Silencio. Entra en escena el matrimonio TEPÁN con cestas, como si viniera a pasar un día de campo. Se dirigen a su hijo, ZAPO, que, de espaldas y escondido entre los sacos, no ve lo que pasa.
SR. TEPÁN. (Ceremoniosamente.) Hijo, levántate y besa en la frente a tu madre. (ZAPO, aliviado y sorprendido, se levanta y besa en la frente a su madre con mucho respeto. Quiere hablar. Su padre lo interrumpe.) Y ahora, bésame a mí. (Lo besa en la frente.)
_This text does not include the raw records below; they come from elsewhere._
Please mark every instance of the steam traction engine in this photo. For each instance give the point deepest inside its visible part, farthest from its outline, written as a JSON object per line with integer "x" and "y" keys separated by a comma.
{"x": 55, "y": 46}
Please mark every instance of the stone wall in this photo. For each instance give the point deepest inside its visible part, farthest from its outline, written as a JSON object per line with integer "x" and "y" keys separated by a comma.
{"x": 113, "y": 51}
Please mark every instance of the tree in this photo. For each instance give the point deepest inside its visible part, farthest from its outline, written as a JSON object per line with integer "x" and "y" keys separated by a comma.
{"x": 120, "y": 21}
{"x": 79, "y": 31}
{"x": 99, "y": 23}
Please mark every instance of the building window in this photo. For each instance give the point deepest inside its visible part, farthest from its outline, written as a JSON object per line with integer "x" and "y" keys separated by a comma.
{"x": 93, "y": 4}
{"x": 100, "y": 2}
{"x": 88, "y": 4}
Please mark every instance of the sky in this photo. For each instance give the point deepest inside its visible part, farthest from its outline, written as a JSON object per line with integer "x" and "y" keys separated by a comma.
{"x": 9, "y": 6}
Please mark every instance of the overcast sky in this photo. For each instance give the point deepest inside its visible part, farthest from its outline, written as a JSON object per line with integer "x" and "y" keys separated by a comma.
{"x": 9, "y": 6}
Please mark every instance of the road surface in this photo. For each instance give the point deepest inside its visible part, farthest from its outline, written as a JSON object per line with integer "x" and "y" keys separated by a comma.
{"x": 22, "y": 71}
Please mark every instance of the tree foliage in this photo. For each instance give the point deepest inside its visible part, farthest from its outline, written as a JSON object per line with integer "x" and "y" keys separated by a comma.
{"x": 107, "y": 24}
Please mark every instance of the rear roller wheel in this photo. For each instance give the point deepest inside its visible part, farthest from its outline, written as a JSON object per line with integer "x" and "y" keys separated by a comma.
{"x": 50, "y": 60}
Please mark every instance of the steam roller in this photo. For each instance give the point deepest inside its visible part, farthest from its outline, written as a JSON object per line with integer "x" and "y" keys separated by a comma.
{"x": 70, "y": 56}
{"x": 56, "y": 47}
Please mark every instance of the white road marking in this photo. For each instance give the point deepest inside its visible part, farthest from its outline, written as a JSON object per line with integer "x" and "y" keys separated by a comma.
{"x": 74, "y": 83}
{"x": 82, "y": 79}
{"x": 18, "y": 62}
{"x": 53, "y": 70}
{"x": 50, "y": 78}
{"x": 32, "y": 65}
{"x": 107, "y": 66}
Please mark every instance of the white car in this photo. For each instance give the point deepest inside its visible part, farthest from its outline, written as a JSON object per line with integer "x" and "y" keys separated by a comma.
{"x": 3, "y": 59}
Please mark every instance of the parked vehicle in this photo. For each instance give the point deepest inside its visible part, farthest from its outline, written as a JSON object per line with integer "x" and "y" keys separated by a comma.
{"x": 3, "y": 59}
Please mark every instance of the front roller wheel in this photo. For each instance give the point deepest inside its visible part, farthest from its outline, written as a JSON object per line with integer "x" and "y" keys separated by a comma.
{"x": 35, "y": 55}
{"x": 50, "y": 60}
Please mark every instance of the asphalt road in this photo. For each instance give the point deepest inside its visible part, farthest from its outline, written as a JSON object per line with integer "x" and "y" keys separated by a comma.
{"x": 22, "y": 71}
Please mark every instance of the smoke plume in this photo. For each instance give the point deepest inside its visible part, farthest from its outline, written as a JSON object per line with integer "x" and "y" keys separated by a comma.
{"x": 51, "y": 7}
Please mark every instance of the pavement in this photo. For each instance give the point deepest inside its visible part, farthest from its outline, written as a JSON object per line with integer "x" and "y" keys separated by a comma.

ZAPO. Pero papaítos, ¿cómo os habéis atrevido a venir aquí con lo peligroso que es? Iros inmediatamente.
SR. TEPÁN. ¿Acaso quieres dar a tu padre una lección de guerras y peligros? Esto para mí es un pasatiempo. Cuántas veces, sin ir más lejos, me he bajado del Metro en marcha.
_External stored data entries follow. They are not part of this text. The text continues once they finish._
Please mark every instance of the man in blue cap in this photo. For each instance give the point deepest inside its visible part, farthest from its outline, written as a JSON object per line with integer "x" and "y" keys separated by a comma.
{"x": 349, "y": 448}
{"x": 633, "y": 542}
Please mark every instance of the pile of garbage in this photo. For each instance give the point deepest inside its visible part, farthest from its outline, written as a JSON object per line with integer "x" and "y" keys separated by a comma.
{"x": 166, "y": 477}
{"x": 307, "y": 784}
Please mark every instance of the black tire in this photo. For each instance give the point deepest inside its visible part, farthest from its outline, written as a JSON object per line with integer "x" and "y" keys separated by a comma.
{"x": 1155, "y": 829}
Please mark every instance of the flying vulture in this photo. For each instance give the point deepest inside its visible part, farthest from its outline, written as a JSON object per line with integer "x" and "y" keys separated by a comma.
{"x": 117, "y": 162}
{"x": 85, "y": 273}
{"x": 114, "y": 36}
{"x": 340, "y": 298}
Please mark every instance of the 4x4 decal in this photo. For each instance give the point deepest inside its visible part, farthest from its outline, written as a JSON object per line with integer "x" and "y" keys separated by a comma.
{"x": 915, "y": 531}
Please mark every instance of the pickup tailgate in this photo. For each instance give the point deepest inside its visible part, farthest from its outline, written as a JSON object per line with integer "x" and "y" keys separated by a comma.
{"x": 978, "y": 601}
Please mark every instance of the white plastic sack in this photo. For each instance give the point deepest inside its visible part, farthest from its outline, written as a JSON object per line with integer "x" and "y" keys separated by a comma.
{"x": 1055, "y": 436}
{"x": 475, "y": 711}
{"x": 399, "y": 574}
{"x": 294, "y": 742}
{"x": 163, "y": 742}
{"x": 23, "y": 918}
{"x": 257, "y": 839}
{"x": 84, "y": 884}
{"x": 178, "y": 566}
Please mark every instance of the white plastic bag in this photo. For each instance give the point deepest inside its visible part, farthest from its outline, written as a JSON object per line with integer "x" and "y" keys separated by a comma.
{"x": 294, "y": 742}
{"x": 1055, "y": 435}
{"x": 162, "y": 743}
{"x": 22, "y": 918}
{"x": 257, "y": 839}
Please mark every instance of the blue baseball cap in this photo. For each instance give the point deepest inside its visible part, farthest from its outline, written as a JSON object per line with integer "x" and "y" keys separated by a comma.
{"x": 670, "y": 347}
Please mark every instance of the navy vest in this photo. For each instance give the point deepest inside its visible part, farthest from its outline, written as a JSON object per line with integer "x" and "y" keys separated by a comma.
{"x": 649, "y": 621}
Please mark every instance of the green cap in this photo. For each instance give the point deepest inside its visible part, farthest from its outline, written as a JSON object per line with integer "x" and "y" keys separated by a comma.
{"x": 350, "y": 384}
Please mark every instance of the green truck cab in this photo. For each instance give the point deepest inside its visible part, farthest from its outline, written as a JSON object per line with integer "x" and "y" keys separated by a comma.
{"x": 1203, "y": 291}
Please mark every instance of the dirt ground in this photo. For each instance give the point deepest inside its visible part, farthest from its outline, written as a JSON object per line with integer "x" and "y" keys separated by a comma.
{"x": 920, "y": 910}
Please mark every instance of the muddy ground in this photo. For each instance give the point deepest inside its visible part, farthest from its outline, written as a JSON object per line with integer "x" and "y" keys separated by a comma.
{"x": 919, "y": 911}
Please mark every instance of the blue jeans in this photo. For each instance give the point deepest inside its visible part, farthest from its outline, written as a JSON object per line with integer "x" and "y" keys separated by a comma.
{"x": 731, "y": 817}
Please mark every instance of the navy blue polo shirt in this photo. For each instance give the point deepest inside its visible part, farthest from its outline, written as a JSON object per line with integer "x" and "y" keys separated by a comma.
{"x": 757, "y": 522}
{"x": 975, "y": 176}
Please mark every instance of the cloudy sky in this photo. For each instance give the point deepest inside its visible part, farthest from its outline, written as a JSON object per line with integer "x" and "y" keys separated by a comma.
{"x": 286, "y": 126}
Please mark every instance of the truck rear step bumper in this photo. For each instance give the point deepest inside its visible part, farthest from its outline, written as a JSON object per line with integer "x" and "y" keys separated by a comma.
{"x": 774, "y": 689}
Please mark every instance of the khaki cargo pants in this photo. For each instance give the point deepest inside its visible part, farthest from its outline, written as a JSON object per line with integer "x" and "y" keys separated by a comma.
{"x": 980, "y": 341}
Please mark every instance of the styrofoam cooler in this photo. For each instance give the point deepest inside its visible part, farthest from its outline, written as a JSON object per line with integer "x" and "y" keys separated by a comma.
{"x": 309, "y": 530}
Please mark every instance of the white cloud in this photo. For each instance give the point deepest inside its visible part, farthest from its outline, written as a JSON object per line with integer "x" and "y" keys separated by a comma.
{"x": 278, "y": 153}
SRA. TEPÁN. Hemos pensado que te aburrirías, por eso te hemos venido a ver. Tanta guerra te tiene que aburrir.
ZAPO. Eso depende.
SR. TEPÁN. Muy bien sé yo lo que pasa. Al principio la cosa de la novedad gusta. Eso de matar y de tirar bombas y de llevar casco que hace tan elegante, resulta agradable, pero terminará por fastidiarte. En mi tiempo hubiera pasado otra cosa. Las guerras eran mucho más variadas, tenían color. Y, sobre todo, había caballos, muchos caballos. Daba gusto: que el capitán decía: al ataque, ya estábamos allí todos con el caballo y el traje de color rojo. Eso era bonito. Y luego, unas galopadas con la espada en la mano y ya estábamos frente al enemigo, que también estaba a la altura de las circunstancias, con sus caballos los caballos nunca faltaban, muchos caballos y muy gorditos y sus botas de charol y sus trajes verdes.
SRA. TEPÁN. No, no eran verdes los trajes del enemigo, eran azules. Lo recuerdo muy bien, eran azules.